If you watch shows like Angel, downloaded or broadcast, you are a superdork. I don't mind when superdorks get upset by cool people who manage large companies. However since large movie companies are run by dorks what do you expect? It's just a dork war, and the normal cool people with HOT girlfriends don't care.

However I'm sick so I'm trying to figure this stuff out so I can watch new movies to see if they are any good. I'm fairly sure they're all crap since Hollywood is full of sick overly left wing freaks, so i don't actually want to support them.


  willingtopay [01.06.07 09:45 AM]

ever tought of FOREIGN watchers? people that have NO POSSIBILITY to watch HBO? HBO: if you sold you torrent (it's possible, see bittorrent.com), i'm sure many people would buy them. But make sure a) No DRM that annoys EVERYBODY b) GOOD QUALITY, open formats c) Hi-Speed. my 2 cents

  Another australian [01.24.07 05:25 PM]

Ummm, you guys all know its illegal to play music CD's at work too right? I, of course, would never do that as it would be breaking the law.

Thats why I have never borrowed a book, never used a blank cassette, never bought a blank CD, never play guitar to songs I haven't purchased the sheet music for, never watched a DVD with friends and never lent anyone my ipod (thats the aussie model with only mp3's of me singing my own original material on it).

I also make sure to watch all advertisements in full and concentrate really hard on product placement so I know just what to buy.

If only they would make Soma legal!

  Damn Yankee [03.25.07 12:15 PM]

It's ridiculous that HBO doesn't over Video on Demand service (not to be confused with HBO on Demand) for its original programming.
They would collect MORE from each customer than they do from using a middle man satellite or cable company, not less. Say a Comcast subscriber pays $15.00/month for the HBO portion. You know that HBO isn't receiving the full $15.00 bucks. By charging people an average of $3.00 for each episode downloaded, HBO would collect $15.00 if that same cable subsriber downloaded only 5 episodes of programming a month, and let's face it, most people will download more than 5. For those who get HBO through their cable or satellite because they like the movies too, well, those people wouldn't drop their monthly subscribtion. In addition, HBO would collect an enormous amount from those who don't presently subscribe to HBO, not to mention international users who don't have access to HBO to begin with. Either a) HBO has a bunch of morons running it or b) the cable/satellite companies have threatened some sort of action if HBO offers video on demand. I'm going with option b.

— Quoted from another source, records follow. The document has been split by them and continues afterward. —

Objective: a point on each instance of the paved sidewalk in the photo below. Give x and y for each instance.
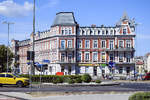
(108, 96)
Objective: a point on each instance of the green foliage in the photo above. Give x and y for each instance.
(140, 96)
(98, 81)
(70, 81)
(78, 80)
(52, 78)
(86, 78)
(3, 58)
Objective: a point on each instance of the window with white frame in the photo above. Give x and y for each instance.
(103, 57)
(62, 31)
(111, 32)
(111, 57)
(95, 56)
(124, 31)
(120, 70)
(69, 43)
(111, 44)
(120, 57)
(128, 57)
(95, 43)
(87, 43)
(62, 44)
(86, 69)
(98, 32)
(79, 44)
(83, 32)
(62, 57)
(87, 56)
(66, 31)
(103, 44)
(70, 31)
(79, 56)
(121, 44)
(128, 43)
(69, 57)
(103, 32)
(106, 32)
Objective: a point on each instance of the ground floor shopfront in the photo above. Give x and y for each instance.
(97, 70)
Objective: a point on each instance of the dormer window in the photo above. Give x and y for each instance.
(98, 32)
(106, 32)
(103, 32)
(124, 31)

  Raphael [06.03.07 01:42 PM]

Is this legal anyway? I'm a european citizen and have no buisness whatsoever with BHO. There interference is obstructing me. I therefore blocked the ip ranges there using:


I advise others to do the same.

  Dave Paterson [08.22.07 07:49 PM]

I think that you should put sheet music on your site for bands who want to play along to songs:)

David Paterson

  Anon [06.29.08 12:49 PM]

I personally dont download music of films, if i like it I buy it thats SIMPLE, but i understand those out there that like to try before you buy. I think if you download something and you like it, you should pay for it, if your to cheapskate to do that dont download...

Good series like ROME as you all keep mentioning, get cancelled coz millions downloaded instead of buying it and the companies dont make enough money. those ROME lovers of you out there that shared it.. shame on you its your fault.

If somethings worth watching its worth paying for, you dont work for free coz your boss likes it do you?